Not everyone has huge outside space. Here are two examples of designers turning their smaller gardens into little havens. Designers Harriet Farlam and Ben Chandler pack a lot into a tiny space fit for entertaining, dining, relaxing and working, while Carolyn Grohmann’s angled garden in Edinburgh has been filled with flowers and edibles to make the most of its awkward shape. Words by Agnes Stevenson and Francine Raymond.
© Andrea Jones
Carolyn Grohmann‘s city walled garden is in Edinburgh and has loam with added topsoil. A west facing aspect measuring 7m x 20m its special features include petal-shaped raised beds, curved wall with scorched oak seating and pink Cedec gravel paths.
Get the look
- Have several focal points and ‘stopping-off’ points throughout the garden, avoiding a straight line to the back wall.

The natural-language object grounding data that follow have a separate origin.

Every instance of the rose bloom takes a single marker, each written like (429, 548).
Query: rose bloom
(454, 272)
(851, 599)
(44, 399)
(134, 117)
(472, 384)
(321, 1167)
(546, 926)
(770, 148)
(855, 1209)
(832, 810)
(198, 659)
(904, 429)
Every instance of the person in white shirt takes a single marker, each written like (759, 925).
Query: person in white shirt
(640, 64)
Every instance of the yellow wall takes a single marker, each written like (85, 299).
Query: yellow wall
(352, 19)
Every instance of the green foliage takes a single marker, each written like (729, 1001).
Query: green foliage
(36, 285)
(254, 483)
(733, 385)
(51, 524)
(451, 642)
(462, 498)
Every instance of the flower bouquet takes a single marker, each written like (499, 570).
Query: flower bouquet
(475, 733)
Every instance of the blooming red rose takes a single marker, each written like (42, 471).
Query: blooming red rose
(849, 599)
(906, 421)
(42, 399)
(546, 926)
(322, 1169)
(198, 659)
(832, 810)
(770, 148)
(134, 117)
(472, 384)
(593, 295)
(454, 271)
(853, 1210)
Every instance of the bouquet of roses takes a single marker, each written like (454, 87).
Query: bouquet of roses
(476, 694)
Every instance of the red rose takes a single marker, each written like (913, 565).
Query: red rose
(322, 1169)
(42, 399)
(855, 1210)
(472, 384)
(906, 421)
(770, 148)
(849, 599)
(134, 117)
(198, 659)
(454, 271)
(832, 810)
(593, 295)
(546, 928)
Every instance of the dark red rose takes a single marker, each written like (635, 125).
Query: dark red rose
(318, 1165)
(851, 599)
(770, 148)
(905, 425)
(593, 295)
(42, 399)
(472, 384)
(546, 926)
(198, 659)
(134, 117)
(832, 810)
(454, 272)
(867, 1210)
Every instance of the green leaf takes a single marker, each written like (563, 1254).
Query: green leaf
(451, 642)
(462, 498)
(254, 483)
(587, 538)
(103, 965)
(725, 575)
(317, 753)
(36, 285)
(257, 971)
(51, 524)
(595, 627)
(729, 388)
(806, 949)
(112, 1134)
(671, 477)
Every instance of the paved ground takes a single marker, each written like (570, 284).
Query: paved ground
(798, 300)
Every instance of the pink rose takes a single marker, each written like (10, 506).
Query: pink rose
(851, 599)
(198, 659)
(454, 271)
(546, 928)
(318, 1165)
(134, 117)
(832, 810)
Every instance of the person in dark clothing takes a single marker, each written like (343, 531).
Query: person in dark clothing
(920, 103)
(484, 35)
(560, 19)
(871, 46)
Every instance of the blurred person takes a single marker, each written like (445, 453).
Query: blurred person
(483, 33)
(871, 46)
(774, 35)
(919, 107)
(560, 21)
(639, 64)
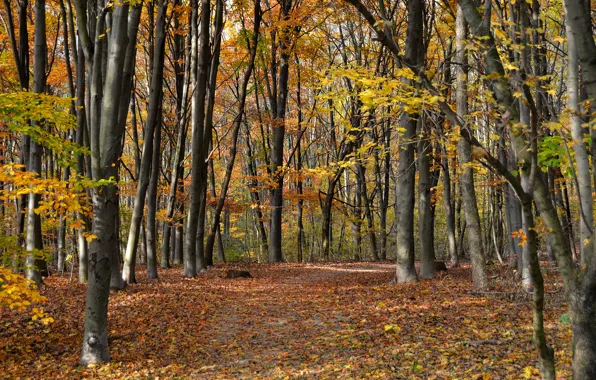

- Use materials that work with the existing structure. The rust tones of the bowl and raised beds, and the pink of the Cedec gravel, can all be found in the random rubble walls that surround the garden.
- Texture is equally as important as colour. Putting different textures together can emphasise different finishes and adds another layer of interest.
- Make a feature of anything you can’t hide, such as compost bins shaped like beehives and an unashamedly traditional garden shed.
© Richard Bloom
Harriet Farlam and Ben Chandler’s town garden is loam on a bed of yellow Kent clay. In Whitstable in Kent, the space is east facing and is 3.3m x 22m.
Get the look
- Use different levels. This garden has an ormamental sunken section stepping up to a raised dining area.
- A change of flooring material can herald a shift in use: here a bleached oak walkway leads to a softer cockleshell and limestone base in the dining area.
- Alter vertical elements. The 3.2m-tall pleached crab apple panels add privacy to the dining area and highlight the seasons with blossom, fruits and coloured foliage. The 1.8m-high willow fence is half a metre higher around the working area.
- Hedges are the most obvious solution to dividing a garden, but here informal chestnut poles hide cooking facilities.
- Use colour and texture in planting to highlight a change of mood and function, or act as a barrier. The fig trees in this garden create an arch, and the fennel, hollyhocks and thalictrum all help to form a screen.